Still She Wished for Company by Margaret Irwin

Still She Wished for Company by Margaret Irwin

Author:Margaret Irwin
Language: eng
Format: epub
Tags: Still She Wished For Company
Publisher: Bloomsbury Publishing
Published: 2011-03-24T16:00:00+00:00


Chapter XII

Juliana sat at the top of the staircase and peered through the banisters down into the hall below. She had gone up to her room more than an hour ago and had dismissed Molly after her hair had been taken down and her stiff dress exchanged for a loose wrap. She had not altered her refusal to go down to the library that night but she thought it would be as well to be ready in case she should alter it.

Lucian had said nothing more to her about it. He had never reproached her nor even laughed at her for her sudden decision, nor had he urged her to revoke it, though he had plenty of opportunity to do so, for they had ridden some way together that afternoon. He had suggested they should all ride over to the Hilburys for dinner, and Vesey, who knew that his Cousin Sophia was quite as likely to be at the Hilburys as at her own home, was nothing loth. George, too, wished to ask Mr. Hilbury about the new roan he had bought as a brood mare, and Aunt Emily was always glad of “a little excursion.”

It was on the ride that Juliana, finding herself some way ahead with Lucian, had told him about the extraordinary events of that day on which she had found the papers under the trees in the park. She also told him, as nearly word for word as she could, what she had read on those papers so unfortunately lost.

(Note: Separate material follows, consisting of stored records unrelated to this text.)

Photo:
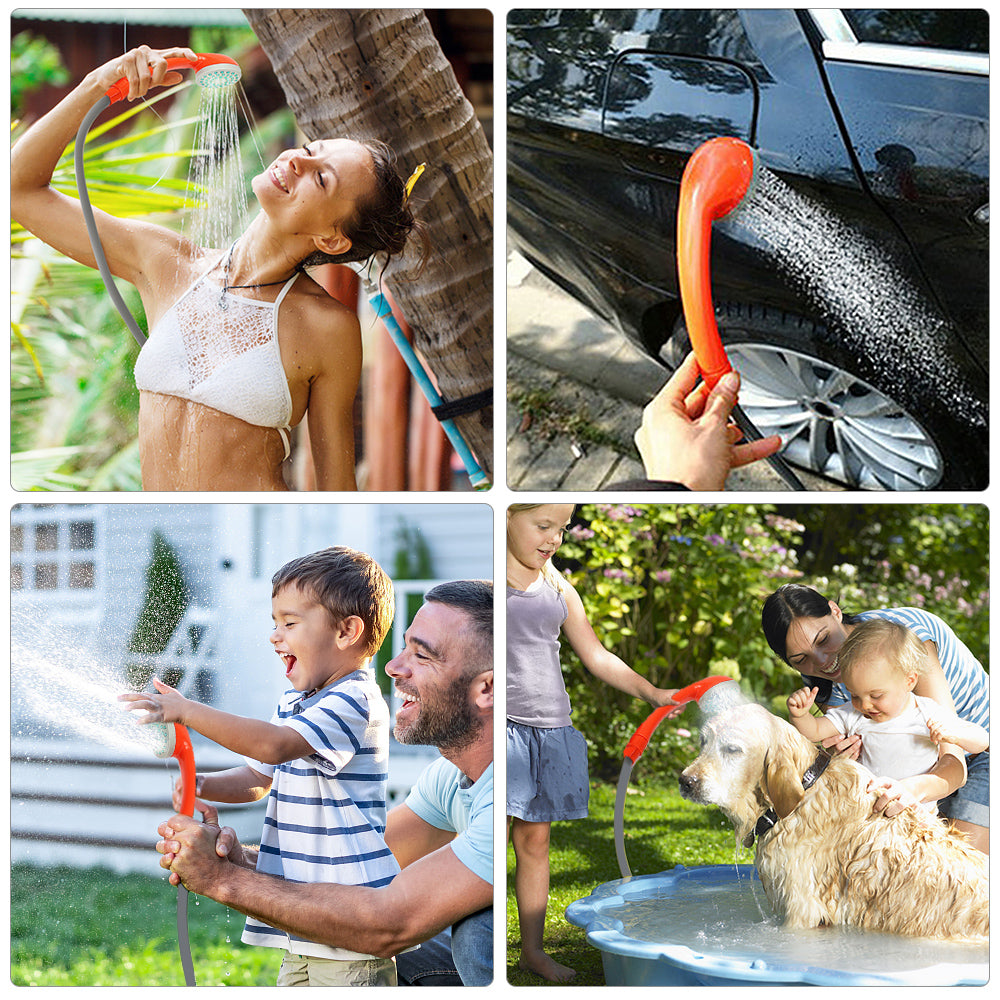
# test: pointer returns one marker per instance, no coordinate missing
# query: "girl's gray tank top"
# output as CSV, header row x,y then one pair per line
x,y
536,692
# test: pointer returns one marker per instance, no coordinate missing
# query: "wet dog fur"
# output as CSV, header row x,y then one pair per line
x,y
828,860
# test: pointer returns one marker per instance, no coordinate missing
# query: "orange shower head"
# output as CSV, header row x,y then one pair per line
x,y
716,180
171,739
211,71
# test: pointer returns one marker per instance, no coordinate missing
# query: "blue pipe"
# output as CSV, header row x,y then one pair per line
x,y
383,311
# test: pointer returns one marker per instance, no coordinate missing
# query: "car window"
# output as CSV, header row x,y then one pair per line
x,y
958,30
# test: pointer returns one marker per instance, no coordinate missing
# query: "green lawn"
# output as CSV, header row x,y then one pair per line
x,y
662,830
92,927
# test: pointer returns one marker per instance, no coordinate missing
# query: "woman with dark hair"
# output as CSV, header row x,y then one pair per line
x,y
243,343
807,631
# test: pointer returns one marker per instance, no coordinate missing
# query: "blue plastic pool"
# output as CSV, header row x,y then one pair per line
x,y
714,927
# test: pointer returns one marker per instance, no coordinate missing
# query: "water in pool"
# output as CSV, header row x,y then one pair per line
x,y
733,918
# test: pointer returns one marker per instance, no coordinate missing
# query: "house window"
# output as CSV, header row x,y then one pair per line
x,y
53,548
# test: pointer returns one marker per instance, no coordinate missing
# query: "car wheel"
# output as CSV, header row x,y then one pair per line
x,y
837,425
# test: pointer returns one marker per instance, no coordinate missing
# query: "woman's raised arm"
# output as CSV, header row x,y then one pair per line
x,y
57,219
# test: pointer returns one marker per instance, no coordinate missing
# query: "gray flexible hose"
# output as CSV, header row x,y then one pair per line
x,y
183,940
620,793
88,216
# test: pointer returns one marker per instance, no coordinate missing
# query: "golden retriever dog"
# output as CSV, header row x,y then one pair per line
x,y
828,859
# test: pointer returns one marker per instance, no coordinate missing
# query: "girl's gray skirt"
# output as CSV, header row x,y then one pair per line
x,y
546,773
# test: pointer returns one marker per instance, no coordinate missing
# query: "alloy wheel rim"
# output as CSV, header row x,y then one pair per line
x,y
836,424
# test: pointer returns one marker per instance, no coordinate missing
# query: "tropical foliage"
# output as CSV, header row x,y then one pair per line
x,y
676,590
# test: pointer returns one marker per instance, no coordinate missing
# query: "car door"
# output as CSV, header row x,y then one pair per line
x,y
911,88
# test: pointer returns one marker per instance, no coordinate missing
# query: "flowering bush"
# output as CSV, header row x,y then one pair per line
x,y
676,591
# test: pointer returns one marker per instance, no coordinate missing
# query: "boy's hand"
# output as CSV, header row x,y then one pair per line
x,y
799,702
166,705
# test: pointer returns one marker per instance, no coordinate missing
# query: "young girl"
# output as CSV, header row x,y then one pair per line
x,y
243,343
546,756
902,735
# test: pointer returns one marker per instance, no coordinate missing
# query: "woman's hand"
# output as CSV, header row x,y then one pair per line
x,y
686,436
143,68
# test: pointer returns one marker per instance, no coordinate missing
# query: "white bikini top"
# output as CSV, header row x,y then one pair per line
x,y
220,350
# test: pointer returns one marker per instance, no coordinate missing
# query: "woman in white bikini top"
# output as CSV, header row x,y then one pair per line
x,y
243,342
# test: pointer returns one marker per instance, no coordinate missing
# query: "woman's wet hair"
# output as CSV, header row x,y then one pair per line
x,y
383,222
785,605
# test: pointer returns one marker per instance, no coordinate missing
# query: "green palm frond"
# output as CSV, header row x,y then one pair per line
x,y
40,469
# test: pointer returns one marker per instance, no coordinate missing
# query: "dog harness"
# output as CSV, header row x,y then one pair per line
x,y
812,775
220,350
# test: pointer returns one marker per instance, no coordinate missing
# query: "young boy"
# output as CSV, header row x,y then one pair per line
x,y
901,733
323,756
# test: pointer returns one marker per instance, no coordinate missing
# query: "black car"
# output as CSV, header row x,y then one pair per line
x,y
856,311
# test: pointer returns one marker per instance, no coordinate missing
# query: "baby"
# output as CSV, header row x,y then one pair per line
x,y
902,734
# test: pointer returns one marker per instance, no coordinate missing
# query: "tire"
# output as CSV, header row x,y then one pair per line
x,y
798,382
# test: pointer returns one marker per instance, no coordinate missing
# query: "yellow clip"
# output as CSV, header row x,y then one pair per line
x,y
414,177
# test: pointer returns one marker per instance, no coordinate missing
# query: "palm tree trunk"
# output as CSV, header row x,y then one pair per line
x,y
381,74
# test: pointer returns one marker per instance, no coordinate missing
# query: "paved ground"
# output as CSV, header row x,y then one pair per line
x,y
575,393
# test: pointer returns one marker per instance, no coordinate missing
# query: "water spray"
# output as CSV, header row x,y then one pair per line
x,y
717,692
171,739
211,72
718,178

He did not seem much disappointed at the loss of the paper— in fact he remarked that it was probably inevitable, though she could not make him say what he meant by this. He made little further comment and was peculiarly thoughtful. She missed the eager interest he had shown before, an interest that had seemed to give him the satisfaction of a personal triumph, and asked if he found the recital tedious. He replied gravely that he could never find tedium in a recital that paid so high a tribute to her parts and to his industry—an answer she found as incomprehensible as the glance that accompanied it.

When they arrived at the Hilburys, however, he was at his gayest and most delightful. Vesey told George that the fellow behaved like a mountebank, but that may have been because Sophia laughed at his conversation rather too often.

“Oh, my love!” she exclaimed to Juliana, “I declare Lord Chidleigh is the most infinitely agreeable, diverting man I have ever met! What a world of difference it makes—a little travel, and le bel air, and a je ne sais quoi! I vow I cannot look at a man who has never travelled.”

Juliana regarded her cousin anxiously. It would be dreadful if Sophia really liked Lucian better than Vesey, particularly as there was no chance that Lucian would ever care seriously for her—a gushing, affected chit, always so ready with the last new words. Then it struck her that she was thinking very unkindly of her cousin; she supposed it was only on poor Vesey’s account.